Paris - Arab Today
Two senior executives at French-Swiss cement maker LafargeHolcim, including its former CEO, were charged today over claims that top management turned a blind eye to payments to jihadists in Syria, a judicial source said. Lafarge is accused of paying the Islamic State group and other militants through a middleman between 2013 and 2014 so that the company’s factory in Jalabiya, northern Syria, could continue to operate despite the war. Four people had already been charged over the case. At today’s hearings in Paris, Bruno Lafont, chief executive from 2007 to 2015, and the group’s former Syria chief Christian Herrault, appeared in court and were charged with “financing a terrorist organisation and “endangering the lives of others” and remanded in custody. Yesterday Eric Olsen, who took over from Lafont as CEO after the company merged with Switzerland’s Holcim, was charged with the same crimes. The three men have been in detention since Wednesday.
Three former officials at the Jalabiya factory were charged in the case last week.
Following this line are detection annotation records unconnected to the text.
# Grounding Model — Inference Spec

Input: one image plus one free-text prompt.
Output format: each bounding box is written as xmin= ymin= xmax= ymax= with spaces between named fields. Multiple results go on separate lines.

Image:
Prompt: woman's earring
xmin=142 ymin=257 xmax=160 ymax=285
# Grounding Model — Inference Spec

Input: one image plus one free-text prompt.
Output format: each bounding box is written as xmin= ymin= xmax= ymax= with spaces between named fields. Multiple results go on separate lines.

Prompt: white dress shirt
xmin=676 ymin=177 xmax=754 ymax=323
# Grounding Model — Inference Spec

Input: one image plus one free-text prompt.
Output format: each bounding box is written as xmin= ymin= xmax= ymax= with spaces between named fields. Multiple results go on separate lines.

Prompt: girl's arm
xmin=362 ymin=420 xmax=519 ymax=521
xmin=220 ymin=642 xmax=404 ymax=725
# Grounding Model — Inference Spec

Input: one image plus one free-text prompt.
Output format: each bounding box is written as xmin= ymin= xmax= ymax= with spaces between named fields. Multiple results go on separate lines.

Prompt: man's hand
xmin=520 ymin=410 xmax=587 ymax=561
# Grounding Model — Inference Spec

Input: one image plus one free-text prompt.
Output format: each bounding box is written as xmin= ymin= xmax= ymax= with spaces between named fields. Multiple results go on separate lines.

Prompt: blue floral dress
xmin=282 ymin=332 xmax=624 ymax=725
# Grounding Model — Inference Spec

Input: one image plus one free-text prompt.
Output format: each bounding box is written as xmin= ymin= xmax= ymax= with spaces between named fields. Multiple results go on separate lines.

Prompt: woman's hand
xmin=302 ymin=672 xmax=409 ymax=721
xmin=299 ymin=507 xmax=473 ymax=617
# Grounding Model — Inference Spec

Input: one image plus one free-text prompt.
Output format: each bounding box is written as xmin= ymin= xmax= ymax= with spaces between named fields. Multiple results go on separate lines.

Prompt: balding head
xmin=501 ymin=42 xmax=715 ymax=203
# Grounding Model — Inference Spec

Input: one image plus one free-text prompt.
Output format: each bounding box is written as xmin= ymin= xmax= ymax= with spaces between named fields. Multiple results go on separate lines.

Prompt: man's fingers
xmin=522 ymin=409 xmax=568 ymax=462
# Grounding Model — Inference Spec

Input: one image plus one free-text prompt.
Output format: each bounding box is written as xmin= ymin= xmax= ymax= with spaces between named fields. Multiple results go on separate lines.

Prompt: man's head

Lafarge’s Syrian subsidiary Lafarge Cement Syria (LCS) paid out some USD 5.6 million (4.7 million euros) between July 2012 and September 2014, according to a report commissioned by LafargeHolcim and seen by AFP. Of this, more than half a million dollars went to IS, according to the April report by US consultants Baker McKenzie. Herrault acknowledged earlier this year that Lafarge was involved in a “racket”, adding that he kept Lafont “regularly informed”, according to the report. But Lafont has denied that he knew what was happening, saying things had appeared to be “under control”. LCS is also suspected of using fake consulting contracts to buy fuel from IS, which took control of most of Syria’s strategic oil reserves in June 2013.